Dès lors nous apprendrions à nous libérer du superflu, et l’artiste viendrait nous offrir le vide pour nous inspirer de construire autrement... à l’image de nos consciences déchargées de nos croyances.

C’est une nouvelle révolution de l’histoire de l’art et de l’Histoire au sens large.

Au début des années 60, Roy Lichtenstein utilisait son point de trame pour incarner l’idée de l’industriel : son art reproduisait symboliquement cette société de consommation dans laquelle nous entrions à grand pas, Warhol reproduisait en 1962 des Mao à l’infini pour dénoncer la propagande communiste certes mais aussi parce que le nouveau langage était celui de la multiplication des images à l’instar de la publicité. Mel Ramos déshabillait des femmes pour mieux les vêtir de Logos publicitaires... le pop Art était né, l’imagerie populaire déclenchée par la publicité habitait progressivement nos inconscients comme la nouvelle norme. La consommation.

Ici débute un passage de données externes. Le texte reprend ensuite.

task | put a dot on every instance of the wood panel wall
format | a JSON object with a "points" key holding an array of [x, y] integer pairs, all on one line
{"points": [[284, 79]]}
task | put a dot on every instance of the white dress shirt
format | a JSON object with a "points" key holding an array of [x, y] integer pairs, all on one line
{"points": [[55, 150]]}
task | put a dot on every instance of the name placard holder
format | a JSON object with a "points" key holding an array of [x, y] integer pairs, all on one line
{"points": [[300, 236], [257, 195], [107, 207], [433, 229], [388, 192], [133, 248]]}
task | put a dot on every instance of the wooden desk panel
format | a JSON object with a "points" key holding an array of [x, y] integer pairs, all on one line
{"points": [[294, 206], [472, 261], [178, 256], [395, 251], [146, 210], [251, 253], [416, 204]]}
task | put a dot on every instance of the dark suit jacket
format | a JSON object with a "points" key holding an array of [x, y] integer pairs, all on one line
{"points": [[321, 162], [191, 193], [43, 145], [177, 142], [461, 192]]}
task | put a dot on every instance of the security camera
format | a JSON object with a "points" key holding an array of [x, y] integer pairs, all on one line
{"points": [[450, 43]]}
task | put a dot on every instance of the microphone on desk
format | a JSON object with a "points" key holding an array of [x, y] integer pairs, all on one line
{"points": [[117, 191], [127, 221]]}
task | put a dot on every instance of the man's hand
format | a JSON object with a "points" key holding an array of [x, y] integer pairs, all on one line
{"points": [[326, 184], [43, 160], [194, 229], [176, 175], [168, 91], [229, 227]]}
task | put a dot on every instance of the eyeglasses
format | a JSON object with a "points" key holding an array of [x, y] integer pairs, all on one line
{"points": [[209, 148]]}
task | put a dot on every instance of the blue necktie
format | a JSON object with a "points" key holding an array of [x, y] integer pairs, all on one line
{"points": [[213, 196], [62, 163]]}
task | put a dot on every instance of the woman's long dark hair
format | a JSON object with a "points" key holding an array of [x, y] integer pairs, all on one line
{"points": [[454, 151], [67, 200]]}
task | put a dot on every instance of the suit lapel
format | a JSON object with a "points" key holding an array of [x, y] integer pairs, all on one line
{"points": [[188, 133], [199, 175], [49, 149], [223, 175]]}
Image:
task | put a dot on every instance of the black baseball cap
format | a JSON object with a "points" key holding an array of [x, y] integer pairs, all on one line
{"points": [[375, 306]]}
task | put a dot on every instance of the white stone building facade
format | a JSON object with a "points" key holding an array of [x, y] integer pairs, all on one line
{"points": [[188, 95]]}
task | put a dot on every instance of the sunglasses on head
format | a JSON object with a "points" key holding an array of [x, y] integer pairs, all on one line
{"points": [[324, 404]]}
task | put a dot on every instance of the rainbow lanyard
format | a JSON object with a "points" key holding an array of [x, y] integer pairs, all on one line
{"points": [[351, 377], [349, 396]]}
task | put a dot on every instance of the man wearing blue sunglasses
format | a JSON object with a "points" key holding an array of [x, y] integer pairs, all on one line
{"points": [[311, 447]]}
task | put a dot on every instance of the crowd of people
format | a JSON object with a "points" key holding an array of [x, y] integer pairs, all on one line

Des images, des slogans, voilà ce qui a inspiré et décomplexé les artistes jusqu’à aujourd’hui. L’âme du pop art comme inspiration majeure des artistes contemporains et encore maintenant.

Mais comme après chaque crise historique vient le moment de se questionner sur ce que va vouloir projeter fondamentalement l’Art, et après ces années d’accumulations et de saturations d’images et de consommation, l’épure viendrait chasser tout cela comme le figuratif pop a pu chasser l’expressionnisme abstrait? Après cette course effrénée, cette accélération sans limite, nos artistes pourraient-ils simplement souhaiter faire le vide?